Fechei o livro, vi que o sono não viria dali. O “suicídio” de Herzog me causa náuseas... Meia noite e o sono, após eu abstrair para outras áreas mais floridas dos meus pensamentos, finalmente chegou.

Uma hora da manhã toca o telefone, minha mãe avisando que o Fito Paez estava no Jô. Pulei da cama e fui ver. Quem me conhece sabe que Fito, é Fito!

Entrevistinha tosca do Jô, mas pude ouvir algumas canções que valeram a pena. Sempre vale... mas o sono foi-se.

A cama não me atrai, o livro me repugna, a chuva me afasta da sacada... o computador me chama.

Aqui estou. O tracinho do Word pisca, pisca me pedindo mais, mais palavras, mais histórias. Esse Word é curioso, às vezes faminto e desafiador. Mas hoje me pegou desprevenida. Me sinto tentada a falar sobre as surpresas da vida, sobre quando ela nos pega desprevenida... poderia dar um bom texto, mas não agora.

Melhor falar sobre quando ficamos sem palavras. Quando, por exemplo, os homens de farda cometem uma atrocidade com a sociedade, praticando um execrável homicídio, forjam um ridículo suicídio...

De fato Herzog e outros tantos vítimas de luta pela liberdade cometeriam suicídio se soubessem que o “povo” hoje em dia mal lembra da sua luta - da mesma forma como esqueceu da sua própria pátria- que muitos jovens veriam de forma “romântica” o terror da ditadura, que um grande números de cidadãos brasileiros nem sabe que isso existiu. Pergunte para jovens de 17 anos o que foi o AI 5. Melhor nem perguntar... A “massa de manobra” ainda é o partido mais forte desse país.

Ontem foi 7 de Setembro. O dia foi lindo, fiz meu mate e fui para a Beira-Mar, buscar um pouco do pôr do sol do Guaíba ou o gramado da Redenção. Encontrei uma linda Florianópolis, esse país ainda tem coisas lindas.

No caminho pensei, que dia é hoje, mesmo? Nenhuma bandeirinha verde- amarela, nenhum desfile, nada de Hino Nacional o dia todo. Parece que teve desfile dos milicos em algum lugar... é ultraje falar milico? Nem sei... não vou ser presa por isso.

Nos jornais não vi nenhuma referência ao Dia da Independência. Tudo bem, sei em quais circunstâncias ela aconteceu, sei que não há muitos motivos para se comemorar, recebemos poucas medalhas nas olimpíadas, mas fiquei absorta com tamanho desdém dos brasileiros com esse fato importante. Mercadinho aberto, lan house da esquina fechada porque era dia de manutenção, posto funcionando 24 horas... Vi apenas muitas carreatas e panfletos de políticos pelas ruas.

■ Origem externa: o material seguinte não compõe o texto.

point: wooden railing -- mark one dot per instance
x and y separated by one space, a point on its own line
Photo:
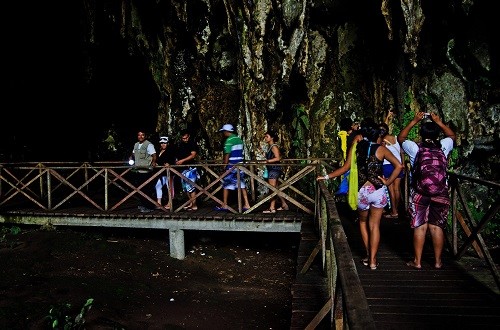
464 228
347 305
106 186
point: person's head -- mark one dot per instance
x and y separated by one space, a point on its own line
227 129
163 141
271 136
141 136
384 129
369 129
345 124
185 135
429 131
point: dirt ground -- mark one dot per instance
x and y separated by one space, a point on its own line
228 280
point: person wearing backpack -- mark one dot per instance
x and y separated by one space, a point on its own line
367 157
429 201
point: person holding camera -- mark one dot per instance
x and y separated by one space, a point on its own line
429 201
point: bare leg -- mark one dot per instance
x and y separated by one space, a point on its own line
192 199
374 234
418 244
363 228
438 243
272 205
397 195
225 196
392 195
245 198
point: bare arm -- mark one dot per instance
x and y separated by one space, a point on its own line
404 133
277 156
340 170
384 153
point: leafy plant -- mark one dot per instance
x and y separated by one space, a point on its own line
60 316
300 125
5 232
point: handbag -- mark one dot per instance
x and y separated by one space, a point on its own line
344 185
352 195
265 174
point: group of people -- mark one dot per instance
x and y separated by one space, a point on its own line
378 158
145 158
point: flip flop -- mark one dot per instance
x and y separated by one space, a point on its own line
413 265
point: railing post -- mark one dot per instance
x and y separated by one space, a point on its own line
49 190
106 201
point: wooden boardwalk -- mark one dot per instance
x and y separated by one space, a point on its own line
399 297
461 295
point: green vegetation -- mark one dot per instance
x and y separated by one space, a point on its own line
300 125
59 316
5 232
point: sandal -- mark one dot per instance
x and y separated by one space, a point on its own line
413 265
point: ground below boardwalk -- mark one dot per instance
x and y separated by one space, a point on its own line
227 280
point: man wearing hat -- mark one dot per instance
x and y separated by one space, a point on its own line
165 157
186 152
233 154
143 159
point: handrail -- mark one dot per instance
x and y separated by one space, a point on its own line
106 185
347 298
461 216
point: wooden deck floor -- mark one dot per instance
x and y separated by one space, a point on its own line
399 297
403 298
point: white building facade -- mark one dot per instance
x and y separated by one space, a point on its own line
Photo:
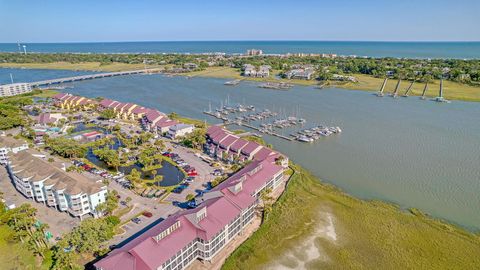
14 89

No dia 7 de Setembro só se escutou o Hino Nacional porque teve jogo da seleção.

A única referência foi o Presidente aparecer à noite em rede nacional por alguns minutos. Falou do Petróleo. Depois que acabou o ouro, resta o petróleo, mas acho que o preço que estamos pagando dessa vez é bem mais alto, não sei se teremos tantas reservas assim.
Isso me deixou sem palavras. Claro, se fosse numa segunda-feira, todos lembrariam com alegria deste dia.

A tese do suicídio de Herzog ainda prevalece nos quartéis, o motivo dos feriados só são lembrados se não caírem no domingo, autoridades ainda balbuciam o Hino errado em solenidades, terras da Amazônia, pertencentes à União estão sendo vendidas a estrangeiros... continuo sem palavras.

Infelizmente acho que De Gaulle tinha razão, o Brasil não é um país sério. Nem tenta fingir que é.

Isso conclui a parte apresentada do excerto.